How foolish I now felt to have judged the doctor for taking the life of Erasmus Gray. No more absurd or insidious a precept has ever been laid down than “Where there is life, there is hope,” he had averred, and what further proof was required beyond the case of Hezekiah Varner, captain of the doomed Feronia? Life he had, but what hope? His fate was no different from that of the fair virgin thrown into the sacrificial pit of the Oba-nay, it was worse, for that savage feeding frenzy lasted but a few seconds, while the maggots’ endured for weeks. Could any fate be more hopelessly horrifying than that? To be eaten while cognizant of your own consumption? No doubt Erasmus would have begged as Varner did, Kill me, and, no doubt, as the doctor had said, he would have thanked him if he could.

It came as a surprise, then, when the doctor opened the door-his long shadow thrown by the lamplight across the floor and up the opposite wall-lowered himself beside me to assume a similar pose of weary resignation, pressed his fists against his black-rimmed eyes, and said, “I cannot do it, Will Henry.”

He laughed humorlessly and added, “I cannot decide which it is, a triumph of will or its failure. Perhaps it is both. You see why I prefer science to morals, Will Henry. What is is. What might be only might be. They allowed him to lie in that bed unmoved until his own weight produced the infected sores into which the flies laid their eggs, and now that infection has reached his bones. He is doomed, Will Henry; there is no hope of recovery.”

“Then why can’t you…?” I whispered.

“Because I do not trust my own motives. I do not know whose hands would hold the pillow, his… or mine.”

He stood up with a rueful shake of his head and bade me rise. “Come, Will Henry. We’ve one final piece of business here. The theme of this affair is shaping up to be one of accounting and recompense. What of the flies indeed! The maggots that feed upon Varner’s body; the worms of doubt and guilt that fed upon my father’s soul. There are monsters like the Anthropophagi, and then there are the monsters of a more banal bent. What is still is, Will Henry, and will always be!”

He strode down the hall without a backward glance. I scurried after him, light-headed with relief that our sojourn there was nearing its end. Down the long hall, in which even at this late hour rang the calls and cries, the screeches and screams of the house’s confined “guests,” down the narrow, creaking stairs to the first floor hall, where the dour Mrs. Bratton waited, a splotch of white powder on her hooked, witchlike nose.

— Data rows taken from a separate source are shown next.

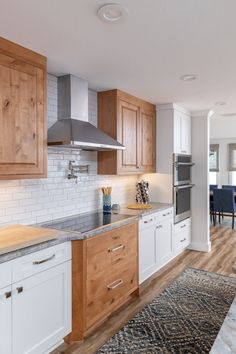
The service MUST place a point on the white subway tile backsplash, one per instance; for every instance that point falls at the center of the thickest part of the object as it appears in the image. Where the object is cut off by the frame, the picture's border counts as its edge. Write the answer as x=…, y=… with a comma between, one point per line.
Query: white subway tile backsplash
x=34, y=201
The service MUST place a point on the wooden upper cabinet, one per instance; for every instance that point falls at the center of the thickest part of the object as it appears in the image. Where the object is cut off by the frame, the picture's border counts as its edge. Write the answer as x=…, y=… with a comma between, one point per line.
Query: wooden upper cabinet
x=23, y=138
x=132, y=122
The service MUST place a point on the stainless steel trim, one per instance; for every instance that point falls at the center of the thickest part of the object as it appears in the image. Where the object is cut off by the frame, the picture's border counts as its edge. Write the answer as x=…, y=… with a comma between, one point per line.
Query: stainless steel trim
x=116, y=284
x=44, y=260
x=114, y=249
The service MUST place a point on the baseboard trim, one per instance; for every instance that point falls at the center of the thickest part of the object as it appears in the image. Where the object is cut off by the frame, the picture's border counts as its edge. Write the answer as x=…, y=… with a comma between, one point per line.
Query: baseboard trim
x=199, y=246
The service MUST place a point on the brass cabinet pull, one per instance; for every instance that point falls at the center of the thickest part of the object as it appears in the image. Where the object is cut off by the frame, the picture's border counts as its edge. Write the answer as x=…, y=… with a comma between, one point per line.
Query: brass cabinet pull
x=20, y=289
x=114, y=249
x=7, y=294
x=44, y=260
x=115, y=285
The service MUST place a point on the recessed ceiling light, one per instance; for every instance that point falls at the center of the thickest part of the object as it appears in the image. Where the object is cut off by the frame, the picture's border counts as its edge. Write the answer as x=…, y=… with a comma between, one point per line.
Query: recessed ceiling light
x=220, y=103
x=111, y=13
x=188, y=77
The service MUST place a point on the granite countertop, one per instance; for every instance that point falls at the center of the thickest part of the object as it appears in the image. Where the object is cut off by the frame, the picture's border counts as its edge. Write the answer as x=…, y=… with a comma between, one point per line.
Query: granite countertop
x=64, y=236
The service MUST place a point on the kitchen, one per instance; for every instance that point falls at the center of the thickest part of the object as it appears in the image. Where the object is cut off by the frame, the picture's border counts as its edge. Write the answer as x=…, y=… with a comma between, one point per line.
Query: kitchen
x=33, y=199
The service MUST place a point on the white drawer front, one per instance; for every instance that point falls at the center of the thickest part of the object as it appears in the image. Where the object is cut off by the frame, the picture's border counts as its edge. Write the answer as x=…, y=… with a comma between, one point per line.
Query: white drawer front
x=148, y=221
x=165, y=214
x=5, y=274
x=36, y=262
x=182, y=225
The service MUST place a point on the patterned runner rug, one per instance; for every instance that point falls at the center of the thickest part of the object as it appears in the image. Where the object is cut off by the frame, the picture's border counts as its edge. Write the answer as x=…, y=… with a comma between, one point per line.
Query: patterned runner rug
x=185, y=318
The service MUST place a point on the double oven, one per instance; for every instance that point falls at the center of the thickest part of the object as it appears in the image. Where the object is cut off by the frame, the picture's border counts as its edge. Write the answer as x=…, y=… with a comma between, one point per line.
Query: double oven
x=182, y=166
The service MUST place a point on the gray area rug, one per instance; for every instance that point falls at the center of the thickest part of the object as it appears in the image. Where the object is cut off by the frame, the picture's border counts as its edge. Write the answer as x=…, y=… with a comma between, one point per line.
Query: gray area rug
x=185, y=318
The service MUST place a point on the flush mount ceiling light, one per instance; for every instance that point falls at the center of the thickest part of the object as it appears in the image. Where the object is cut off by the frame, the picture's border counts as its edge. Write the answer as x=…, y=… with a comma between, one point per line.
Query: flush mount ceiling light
x=220, y=103
x=112, y=13
x=188, y=77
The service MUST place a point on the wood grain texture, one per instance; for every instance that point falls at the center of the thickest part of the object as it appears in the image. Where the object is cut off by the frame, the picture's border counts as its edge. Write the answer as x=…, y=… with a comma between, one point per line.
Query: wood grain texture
x=98, y=264
x=23, y=134
x=220, y=259
x=15, y=237
x=131, y=121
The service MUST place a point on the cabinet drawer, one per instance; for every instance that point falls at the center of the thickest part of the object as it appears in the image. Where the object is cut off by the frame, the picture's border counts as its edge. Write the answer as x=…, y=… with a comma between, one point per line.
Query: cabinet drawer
x=5, y=274
x=36, y=262
x=148, y=221
x=182, y=239
x=182, y=225
x=113, y=247
x=165, y=214
x=110, y=292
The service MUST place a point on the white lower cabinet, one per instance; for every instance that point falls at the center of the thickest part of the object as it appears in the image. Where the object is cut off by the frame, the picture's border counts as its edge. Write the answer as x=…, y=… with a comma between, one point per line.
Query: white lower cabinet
x=155, y=242
x=182, y=235
x=164, y=243
x=5, y=321
x=36, y=308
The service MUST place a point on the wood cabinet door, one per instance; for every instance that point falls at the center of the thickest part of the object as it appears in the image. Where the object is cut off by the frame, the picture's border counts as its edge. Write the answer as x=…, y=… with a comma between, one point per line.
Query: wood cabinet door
x=148, y=141
x=41, y=308
x=129, y=136
x=22, y=119
x=5, y=320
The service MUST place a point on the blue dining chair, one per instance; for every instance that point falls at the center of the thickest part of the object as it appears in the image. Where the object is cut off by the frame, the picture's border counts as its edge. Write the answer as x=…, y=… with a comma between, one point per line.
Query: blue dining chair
x=213, y=186
x=224, y=203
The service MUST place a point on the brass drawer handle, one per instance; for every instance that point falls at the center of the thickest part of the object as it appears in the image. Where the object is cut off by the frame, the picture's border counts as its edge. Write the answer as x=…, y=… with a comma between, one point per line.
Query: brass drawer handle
x=44, y=260
x=114, y=249
x=115, y=285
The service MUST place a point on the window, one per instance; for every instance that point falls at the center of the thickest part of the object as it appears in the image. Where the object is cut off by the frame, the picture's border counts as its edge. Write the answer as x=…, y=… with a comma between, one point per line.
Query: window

She had donned both an apron and a pained, unnatural-looking smile.

“Are you finished with the patient, then, Doctor?” she asked.

“I am not finished,” snapped Warthrop. “Though he nearly is. Where is Starr?”

“Dr. Starr has retired for the evening,” she answered stiffly, clearly taking issue with his tone. “It is very late.”

The monstrumologist barked a bitter laugh. “Without a doubt, my good woman! What do you keep here for pain?”

A stern frown, much more natural than her smile, appeared. “For pain, Doctor?”

“Laudanum… or morphine, if you have it.”

She shook her head. “We have aspirin. Or if the patient is particularly uncomfortable, the doctor allows them a sip or two of whiskey.”

“Neither will do much good in this case,” said Warthrop.

“Is he feeling poorly?” wondered she with a perfectly straight face. “He hasn’t complained to me.”

“He will not live out the morrow,” the doctor said, his cheeks flushed. It took every ounce of his inestimable self-control to keep from seizing her by her scrawny neck and throttling her. “Fetch me the whiskey.”

“I can’t do that without the doctor’s approval,” she protested. “And he left strict instructions not to be disturbed.”

“You have my permission to ‘disturb’ him, Mrs. Bratton,” snarled Warthrop. “Or I’ll have the town constable do it for you.”

He turned on his heel and marched back toward the stairs. My heart sank. I thought our stay, like that night, would never end. As we passed the parlor, Warthrop directed me to grab the small rocking chair by the mantel. I followed him up the stairs, lugging the chair.